Sending out a manuscript too early is like taking your NICU baby home before she has fully developed. Her little lungs are too immature to work properly and her voice isn’t going to be heard.
I remember sitting in the NICU with my brand new granddaughter – wires everywhere, alarms going off, specialized nurses scuttling here and there and other families like mine hovering over impossibly tiny bodies struggling to breathe. That little granddaughter is 12 today, healthy and happy. Truly a miracle. That time in the NICU was the difference between life and death.

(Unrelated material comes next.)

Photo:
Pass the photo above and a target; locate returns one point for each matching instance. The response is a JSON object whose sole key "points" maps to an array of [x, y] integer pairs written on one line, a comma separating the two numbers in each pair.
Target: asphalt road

The same goes for our stories. We can get so excited to write THE END on a brilliant first draft that we may feel but for a couple of corrections and a shiny cover, it is ready to be out in the world. In reality, that little baby is too immature, too weak to be out there and instead it needs time to rest. As the author, we can give it that. We, too, need that time so that when we pick it up again, in a few weeks or even months, we have fresh eyes to diagnose the issues holding it back from being the story it was meant to be.
Patience is difficult and very necessary. You wouldn’t check your preemie out of the hospital before she was ready just as you wouldn’t expect your two-year-old to ride a ten speed. You would wait and watch for those developmental milestones while you nurture their minds and bodies. In writing, we have much the same role, to nurture the story, so that in time it will develop into the best possible version of itself. A short story, a book, a poem, a song, a message that will change someone’s world.